There are some interesting questions that our study raises. Recognition of tumor antigen is important for infiltrating cytotoxic T-cells to operate in the immune system [10]. For this purpose, immunogenic cell death is needed to expose antigens in identifiable states to appropriate immune cells [27]. Platinum agents are well known to be involved in immunogenic cell death [27]. Perhaps this is related to immune surveillance and is a factor leading to a better prognosis of patients with high APOBEC expression in bladder cancer undergoing cytotoxic chemotherapy than patients with low APOBEC expression [10]. On the contrary, chemotherapy could induce replication stress and higher APOBEC3B expression, which may ultimately lead to the development of and increase in clones during chemotherapy resistant to cytotoxic drugs [10]. Taken together, APOBEC3B may have lasting effects of the initial cytotoxic chemotherapy response to acquired resistance.

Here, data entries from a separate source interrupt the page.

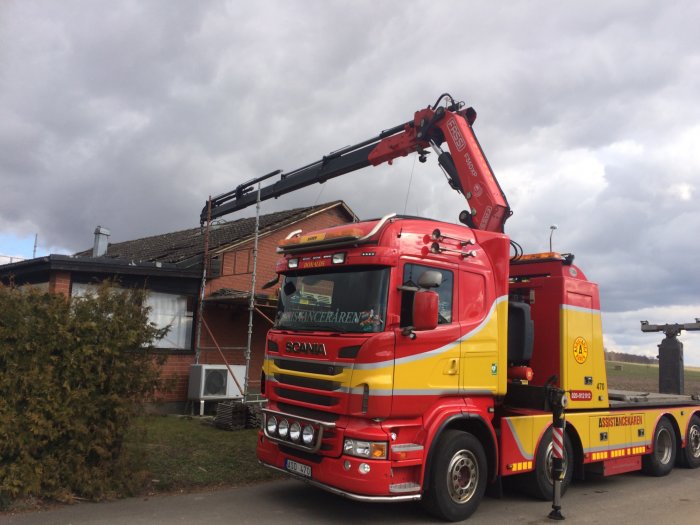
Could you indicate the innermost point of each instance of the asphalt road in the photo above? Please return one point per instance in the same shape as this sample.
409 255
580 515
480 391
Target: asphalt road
621 500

Another question is whether APOBEC3B expression influences the effect of ICIs. In bladder cancer, anti PD1 or PD-L1 monoclonal antibodies are among the therapeutic choices for treating patients with metastatic urothelial carcinoma [4]. However, in the present study, we did not evaluate the PD-L1 status, which is often used as a predictive marker for anti PD1 or PD-L1 antibodies. A previous study reported that APOBEC3B expression was marginally associated with PD-L1 expression on immune cells in metastatic urothelial carcinoma (p = 0.05) [19]. Another study suggested that APOBEC-induced mutagenesis affects immune evasion of cancer cells through HLA mutations in urothelial carcinoma [10]. Contrary to a good response expected due to increased tumor mutation burden, these results support the possibility of resistance to immune check point inhibitors in metastatic urothelial carcinoma by harboring APOBEC3B-mediated mutations. Therefore, besides cytotoxic chemotherapy, further studies are needed to evaluate the influence of APOBEC3B mutation with immune check point inhibitors in urothelial carcinoma.